Только он имел право принимать решения. В моем контракте он расписался на семьдесят семь страниц, перечислил все, что мне запрещено делать без его разрешения, начиная от замужества и кончая марками зубочисток. Если мне хотелось предаться плотским радостям в постели, я тоже должна была просить его позволения. Можете представить себе, что это за чудовище. Я часами изобретала всяческие уловки, чтобы улизнуть из дома и оторваться от армии шпиков, которых он приставил ко мне вынюхивать и высматривать.
Ни о чем другом думать не могла. Целыми днями перепрыгивала из одного такси в другое, моталась по Лос-Анджелесу, лишь бы спариться по-быстрому в каком-то задрипанном месте. То в примерочной мужской кабине, то в багажнике какой-то развалюхи на кладбище машин, то в клозете на бензозаправке, то в лифте здания комитета по укреплению общественной морали, прошла через все. А в мотели – ни ногой. Попробовала один раз и меня сразу же застукали в самый пикантный момент – высадили дверь номера. От ужаса меня всю зажало, а может, не меня, а того типа заклинило, короче, так схлестнуло, что больше часа нас не могли растащить. Думала, рехнусь.
Таков портрет Джикса во всей красе. Зато он снял меня в фильме «Шея» – цветная, музыкальная комедия, самая кассовая за год. После этого я и вошла в обойму. Певица из меня никудышная, но сценарист попался гениальный. Когда история начинается, я уже бывшая известная певица. Мерзавец, который бросил меня в двадцать лет с ребенком на руках, как-то во время ссоры так сдавил мне горло, что теперь, стоит мне открыть рот, впору открывать зонтик, а то камнями закидают. Говорю же, чистый гений. Я не хотела работать ни с кем другим, но он участвовал в забастовке, из-за которой весь Голливуд чуть не рухнул, и Джикс внес его в черный список. Короче, моя героиня – бедная крошка, ничего другого делать не умеет, разве только петь на какой-то провинциальной сцене «Даже не пробуйте, и так все получится». Чтобы прокормить своего мальчонку, она не гнушается любыми захудалыми захолустными мюзик-холлами Америки. Поэтому в картине фигурируют поезда. Я как полоумная мечусь между Западным и Восточным побережьями с обормотом, которому без конца хочется торта, да еще с тонной крема сверху, и дело кончается тем, что я пру кусок в вагоне-ресторане. К счастью, молодой шериф, который допрашивает меня черт-те где в Алабаме, узнает замечательную певицу, он до сих пор таскает в бумажнике мою фотографию и еще подростком пристрастился дрочить на нее. И вот тут-то сделан гениальный ход, сотни раз растиражированный в перепевах «Шеи»: я продолжаю открывать рот на сцене, но под фонограмму за сценой. Даже я сама аплодировала как сумасшедшая в голливудском кинотеатре «Чайниз» на премьере. Потом, как заведенная, повторяю ту же бодягу в захудалых кафешантанах, разве что на этот раз в вагоне-ресторане мальчонка запускает весь торт, целиком, прямо в рожу метрдотелю, который на меня донес. Становлюсь королевой Нью-Йорка и все такое, и дело кончается свадьбой, в которой участвуют две тысячи статистов и примерно столько же пожарников, которые пускают воду из брандспойтов, потому что я решила шутки ради спеть собственным голосом. После этой хохмы многие стали поговаривать, что «Оскар» у меня не за горами. Никто не поверил, что я так ужасно пою.

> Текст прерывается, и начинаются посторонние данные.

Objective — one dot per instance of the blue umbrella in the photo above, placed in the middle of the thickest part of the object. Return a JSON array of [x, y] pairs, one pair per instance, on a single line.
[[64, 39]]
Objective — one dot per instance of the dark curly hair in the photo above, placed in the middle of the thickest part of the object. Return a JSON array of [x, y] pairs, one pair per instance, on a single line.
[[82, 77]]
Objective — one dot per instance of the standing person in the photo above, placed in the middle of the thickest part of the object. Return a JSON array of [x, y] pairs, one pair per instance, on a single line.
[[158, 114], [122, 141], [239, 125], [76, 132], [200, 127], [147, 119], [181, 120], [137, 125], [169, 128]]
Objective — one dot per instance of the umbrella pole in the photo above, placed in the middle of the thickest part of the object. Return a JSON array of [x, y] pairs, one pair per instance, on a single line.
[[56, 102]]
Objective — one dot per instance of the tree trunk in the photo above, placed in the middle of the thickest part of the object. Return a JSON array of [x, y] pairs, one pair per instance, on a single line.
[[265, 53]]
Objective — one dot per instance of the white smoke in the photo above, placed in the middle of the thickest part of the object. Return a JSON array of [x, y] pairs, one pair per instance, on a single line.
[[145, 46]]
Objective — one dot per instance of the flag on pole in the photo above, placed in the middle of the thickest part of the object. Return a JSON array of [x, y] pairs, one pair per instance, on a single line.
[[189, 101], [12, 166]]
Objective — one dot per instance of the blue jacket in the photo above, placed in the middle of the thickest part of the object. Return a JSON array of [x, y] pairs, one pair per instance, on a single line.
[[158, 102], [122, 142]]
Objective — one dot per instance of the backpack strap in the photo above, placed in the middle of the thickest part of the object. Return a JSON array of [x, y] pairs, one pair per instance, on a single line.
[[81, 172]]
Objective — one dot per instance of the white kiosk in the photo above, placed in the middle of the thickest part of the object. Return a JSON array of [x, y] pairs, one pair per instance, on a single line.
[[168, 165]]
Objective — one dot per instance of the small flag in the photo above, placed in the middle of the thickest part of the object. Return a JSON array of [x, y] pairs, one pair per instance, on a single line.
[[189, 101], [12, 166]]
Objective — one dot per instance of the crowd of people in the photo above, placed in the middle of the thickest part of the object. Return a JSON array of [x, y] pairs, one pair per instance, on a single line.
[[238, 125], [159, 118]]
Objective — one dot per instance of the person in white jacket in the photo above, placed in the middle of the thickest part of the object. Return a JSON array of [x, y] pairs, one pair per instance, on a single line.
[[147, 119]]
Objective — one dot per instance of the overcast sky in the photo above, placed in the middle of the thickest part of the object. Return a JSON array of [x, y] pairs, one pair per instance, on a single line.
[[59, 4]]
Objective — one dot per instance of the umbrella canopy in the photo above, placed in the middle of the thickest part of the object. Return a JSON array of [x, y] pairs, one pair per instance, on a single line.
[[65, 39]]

Тот же Джикс научил меня ремеслу.
– Когда не выходит роль, – повторял он, – скажи сценаристу, что фильм – говно, оператору, что свет слепит глаза, гримерше, чтобы заштукатурила тебя заново, всем остальным, что они мудаки, а мне – чтобы я больше вбивал денег в страховку. Режиссеру – ни слова. Дуешься на него, пока он не пришлет тебе сотню роз. Дюжину отдашь костюмерше, остальные швырнешь ему в морду. Можешь даже врезать ему по кумполу каблуком, укусить, двинуть ногой по яйцам, ему за это платят. Главное – чтобы больше не выступал. Ты всегда должна снимать твой фильм, – так он говорил. – Но не обязана пахать за них всех, не забывай.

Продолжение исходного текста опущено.